Isn’t this incredible? Thanks in part to Marvel packing out the multiplexes with endless superhero blockbusters, there is no longer a commercial market for theatrically released mid-budget fare. And the people who made those films – the Oscar fare, the romcoms, the beloved indie classics – have found themselves without a home. Until now, these people ultimately had two options: either lash themselves to the deep pockets of the streamers, or bite the bullet and enter the world of television. Both choices, in one way or another, represent a compromising of ideals.

But now Mattel, glorious Mattel, has ridden to the rescue with a beautiful third way. “Hey Gerwig! Hey Dunham! Hey Baumbach and Hanks!” it has said. “Here’s a budget you never thought imaginable, and free rein to make exactly the sort of film you have always dreamed of making!” True, they’re working under a contract stipulating that whatever they produce has to be a transparently cynical attempt to synergise the world’s greatest art form into toy sales, but beggars can’t exactly be choosers.

It’s easy to sneer, of course. But then again, people sneered at Marvel 15 years ago. Who would watch a film about a no-mark superhero like Iron Man, they thought. Who would possibly watch something as grotesquely jingoistic as a post-Iraq Captain America movie? Or Ant-Man, or a film about a talking tree monster? The same could be said for Mattel. Watching a Polly Pocket film genuinely sounds like the worst afternoon of anyone’s life. But it could end up being Star Wars for all we know. It could end up being Citizen Kane. Mattel might just be ushering in a whole new epoch of cinema.

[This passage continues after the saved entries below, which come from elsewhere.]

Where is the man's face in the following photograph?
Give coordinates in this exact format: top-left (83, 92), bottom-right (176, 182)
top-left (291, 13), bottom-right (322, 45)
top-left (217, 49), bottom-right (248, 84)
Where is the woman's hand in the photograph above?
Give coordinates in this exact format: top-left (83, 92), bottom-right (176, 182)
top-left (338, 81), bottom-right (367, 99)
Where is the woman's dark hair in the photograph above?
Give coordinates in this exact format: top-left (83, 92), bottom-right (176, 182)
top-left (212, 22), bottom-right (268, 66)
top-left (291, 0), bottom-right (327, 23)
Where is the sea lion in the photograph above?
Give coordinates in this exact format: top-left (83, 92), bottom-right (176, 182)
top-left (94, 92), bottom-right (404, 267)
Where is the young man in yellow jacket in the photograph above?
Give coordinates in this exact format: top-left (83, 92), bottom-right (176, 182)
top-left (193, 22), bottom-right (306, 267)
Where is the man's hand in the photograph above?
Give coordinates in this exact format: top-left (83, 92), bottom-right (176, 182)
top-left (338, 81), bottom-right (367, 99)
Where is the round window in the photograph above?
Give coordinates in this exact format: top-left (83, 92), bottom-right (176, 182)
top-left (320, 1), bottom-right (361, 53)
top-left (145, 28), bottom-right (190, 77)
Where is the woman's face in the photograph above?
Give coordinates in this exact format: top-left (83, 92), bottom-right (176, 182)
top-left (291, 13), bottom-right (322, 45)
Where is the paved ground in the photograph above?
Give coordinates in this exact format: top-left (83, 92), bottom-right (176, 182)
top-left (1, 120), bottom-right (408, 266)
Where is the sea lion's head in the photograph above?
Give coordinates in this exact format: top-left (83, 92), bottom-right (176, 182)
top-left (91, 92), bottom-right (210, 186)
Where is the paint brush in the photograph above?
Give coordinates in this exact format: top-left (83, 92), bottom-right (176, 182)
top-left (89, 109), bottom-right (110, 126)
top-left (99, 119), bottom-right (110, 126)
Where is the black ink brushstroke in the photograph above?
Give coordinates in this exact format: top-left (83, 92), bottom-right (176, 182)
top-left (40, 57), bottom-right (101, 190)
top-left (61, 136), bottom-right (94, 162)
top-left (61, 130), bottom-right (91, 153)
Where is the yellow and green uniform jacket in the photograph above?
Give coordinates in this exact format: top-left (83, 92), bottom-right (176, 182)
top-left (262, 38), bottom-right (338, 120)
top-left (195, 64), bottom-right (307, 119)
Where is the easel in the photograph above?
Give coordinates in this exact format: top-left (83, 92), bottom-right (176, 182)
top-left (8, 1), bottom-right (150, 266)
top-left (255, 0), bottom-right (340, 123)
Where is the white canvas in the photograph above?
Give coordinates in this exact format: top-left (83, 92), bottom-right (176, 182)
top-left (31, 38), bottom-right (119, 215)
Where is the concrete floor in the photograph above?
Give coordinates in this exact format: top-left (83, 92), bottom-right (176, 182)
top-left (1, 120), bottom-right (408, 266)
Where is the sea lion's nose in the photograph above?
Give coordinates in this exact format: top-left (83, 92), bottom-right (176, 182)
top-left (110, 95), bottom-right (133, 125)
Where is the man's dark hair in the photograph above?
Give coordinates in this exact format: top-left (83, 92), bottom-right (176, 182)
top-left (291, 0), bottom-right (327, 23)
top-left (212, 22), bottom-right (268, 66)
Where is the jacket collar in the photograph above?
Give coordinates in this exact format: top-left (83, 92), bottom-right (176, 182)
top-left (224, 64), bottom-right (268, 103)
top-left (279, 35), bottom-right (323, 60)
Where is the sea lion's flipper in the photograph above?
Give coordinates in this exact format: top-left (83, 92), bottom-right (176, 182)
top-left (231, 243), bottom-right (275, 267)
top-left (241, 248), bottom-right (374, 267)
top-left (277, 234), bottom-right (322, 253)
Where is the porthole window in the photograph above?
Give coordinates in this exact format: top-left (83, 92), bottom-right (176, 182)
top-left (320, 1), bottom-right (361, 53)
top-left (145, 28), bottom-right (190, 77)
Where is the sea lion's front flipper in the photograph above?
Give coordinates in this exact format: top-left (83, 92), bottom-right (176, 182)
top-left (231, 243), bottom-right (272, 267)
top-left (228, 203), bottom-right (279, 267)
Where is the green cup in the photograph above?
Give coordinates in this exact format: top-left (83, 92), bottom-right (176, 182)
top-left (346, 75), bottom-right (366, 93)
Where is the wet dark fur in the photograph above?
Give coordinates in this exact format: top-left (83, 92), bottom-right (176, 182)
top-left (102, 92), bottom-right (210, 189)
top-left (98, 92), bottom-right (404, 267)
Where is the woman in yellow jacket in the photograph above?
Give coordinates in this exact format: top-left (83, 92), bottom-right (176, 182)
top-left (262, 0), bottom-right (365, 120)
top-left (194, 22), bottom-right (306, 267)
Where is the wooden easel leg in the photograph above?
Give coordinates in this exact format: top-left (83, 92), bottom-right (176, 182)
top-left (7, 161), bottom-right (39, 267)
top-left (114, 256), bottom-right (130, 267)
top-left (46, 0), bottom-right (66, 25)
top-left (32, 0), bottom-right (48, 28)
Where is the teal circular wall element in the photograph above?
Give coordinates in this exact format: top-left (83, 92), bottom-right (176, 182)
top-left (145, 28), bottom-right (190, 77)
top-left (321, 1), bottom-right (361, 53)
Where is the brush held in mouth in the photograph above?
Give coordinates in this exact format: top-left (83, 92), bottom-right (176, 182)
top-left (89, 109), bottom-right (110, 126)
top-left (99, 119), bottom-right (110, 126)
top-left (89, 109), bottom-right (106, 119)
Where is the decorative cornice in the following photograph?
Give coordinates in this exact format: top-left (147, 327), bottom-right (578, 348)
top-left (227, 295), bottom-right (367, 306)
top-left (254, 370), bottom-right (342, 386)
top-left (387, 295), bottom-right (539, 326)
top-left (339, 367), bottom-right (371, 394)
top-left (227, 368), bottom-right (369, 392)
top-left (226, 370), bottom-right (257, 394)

This is just the start. Once these Mattel films become enormous blockbusters, who knows what will be next. Mattel has an impressively deep well of properties to draw from, so the sky’s the limit. We might soon see a Street Sharks movie. A Princess Mommy movie. A Merry Cherry Muffin movie. Perhaps, if we all close our eyes and wish, we’re only a few years from hearing the words “the Oscar for best picture goes to Pooparoos” spoken out loud in an auditorium of glamorous A-listers.

Of course, any idiot can simply license their intellectual property to Hollywood. If Mattel is really serious about becoming the next Marvel, it needs to step up a notch. It needs to create a whole extended universe. Imagine how incredible it would be if Mattel could persuade an auteur like, say, Paul Thomas Anderson to make He-Man: When Barbie Comes to Town. Or Alejandro G Iñárritu to make Rock ‘Em Sock ‘Em Robots v Thomas the Tank Engine. At this rate it can only be a matter of time before the ghost of Stanley Kubrick is hired to make Chatty Cathy in Flushin’ Frenzy: Diarrhoea Smackdown. This is the future of cinema, and the quicker we all accept this the better.